As In terms of the relationship between mRNA levels of target genes in PBLs and the PANSS scores, we found a significant relationship between the DRD2 mRNA level and positive symptom points of PANSS in acute patients. This result can echo the “dopamine function hyperfunction hypothesis” of schizophrenia and the idea from psychopharmacology that mutual verification of antipsychotic drugs controls the positive symptoms of schizophrenia through their effects on the DRD2 receptor. There are few reports about the relevance between DRD2 mRNA levels in PBLs and the psychiatric symptoms of schizophrenia. We also found that the relationship between the DAT mRNA level and PANSS total scores (r = −0.418, p = 0.075), or the general pathological symptom points of PANSS (r = −0.434, p = 0.063), were not significant in acute patients. Increasing the sample size may make the results much clearer.

In chronic schizophrenia patients, the abovementioned type of relationship between DRD2 mRNA levels and positive symptom points of PANSS was not found.
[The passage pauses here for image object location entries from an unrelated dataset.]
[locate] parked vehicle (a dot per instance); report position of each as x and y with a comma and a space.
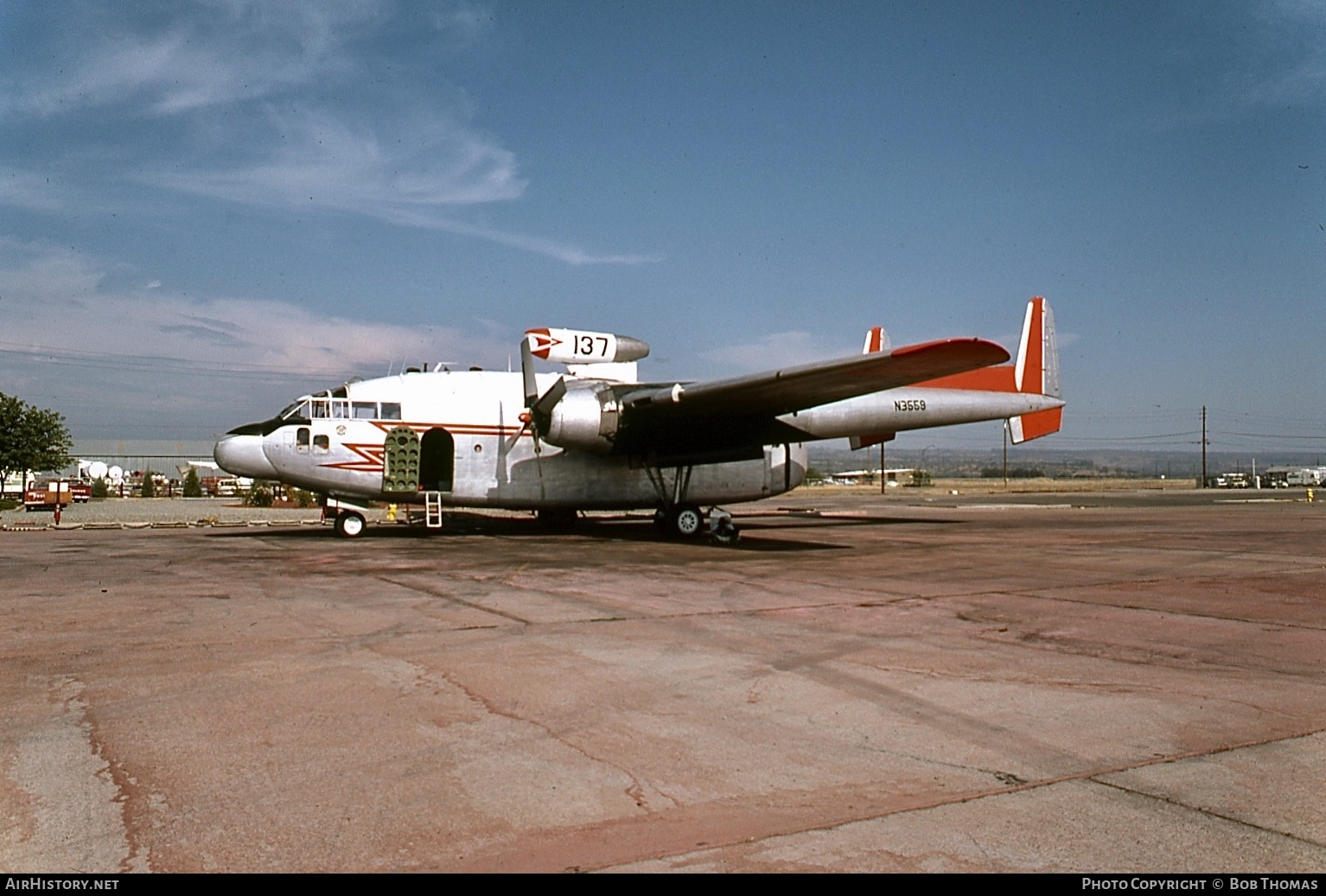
47, 496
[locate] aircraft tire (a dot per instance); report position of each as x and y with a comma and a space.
349, 524
558, 518
687, 521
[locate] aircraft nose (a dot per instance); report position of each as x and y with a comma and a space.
241, 454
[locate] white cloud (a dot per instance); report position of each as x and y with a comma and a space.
67, 337
275, 105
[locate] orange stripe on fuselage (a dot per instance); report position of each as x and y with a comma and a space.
985, 379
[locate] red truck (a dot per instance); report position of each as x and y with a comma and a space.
45, 496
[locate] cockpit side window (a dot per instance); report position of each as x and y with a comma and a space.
296, 410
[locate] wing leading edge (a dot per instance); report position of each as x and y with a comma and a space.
794, 389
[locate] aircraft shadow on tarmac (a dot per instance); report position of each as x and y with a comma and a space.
628, 529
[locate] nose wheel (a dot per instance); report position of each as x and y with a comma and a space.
349, 524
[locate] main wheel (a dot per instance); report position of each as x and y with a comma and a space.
349, 524
558, 518
687, 521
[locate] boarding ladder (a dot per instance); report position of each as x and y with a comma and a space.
432, 509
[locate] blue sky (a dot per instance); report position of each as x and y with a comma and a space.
207, 208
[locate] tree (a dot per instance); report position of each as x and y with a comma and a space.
31, 437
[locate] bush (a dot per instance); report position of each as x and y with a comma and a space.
258, 494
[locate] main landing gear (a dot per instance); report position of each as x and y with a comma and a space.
688, 521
The chronic patients were residual schizophrenia patients or deteriorated schizophrenia patients with an illness duration of greater than 2 years [24], [25], and their PANSS total scores were only 70.32±9.57, which were significantly lower than the acute schizophrenia group, whose scores were 95.82±10.74. The relatively lower PANSS scores with smooth fluctuations in the chronic patients might affect this relationship. We also found no significant relationship between the DAT mRNA level and PANSS scores. The feature of PANSS scores in chronic patients mentioned above and the overexpression of DAT mRNA levels in chronic schizophrenia patients might explain this result.

Taken together, therefore, we found that the DRD2 mRNA levels in PBLs were correlated with positive symptoms in acute schizophrenia patients, and DAT mRNA levels in PBLs of medicated chronic schizophrenia patients were over-expressed. It is well-known that the analysis of dopamine receptors in PBLs is a useful tool for evaluating the functional properties of dopaminergic function that underlie the variation in complex psychological and psychopathological traits [6], [13], [22]. However, some limitations to the use of PBLs as possible biomarkers for studying the changes of the DA system in neuropsychiatric diseases should be acknowledged. When these cells are surrounded by different environments, they are subjected to different regulatory mechanisms [38]. To confirm these genes as potential biomarkers for a schizophrenia diagnosis, a high-throughput analysis of the interaction of already reported molecular markers and genes related to schizophrenia is needed.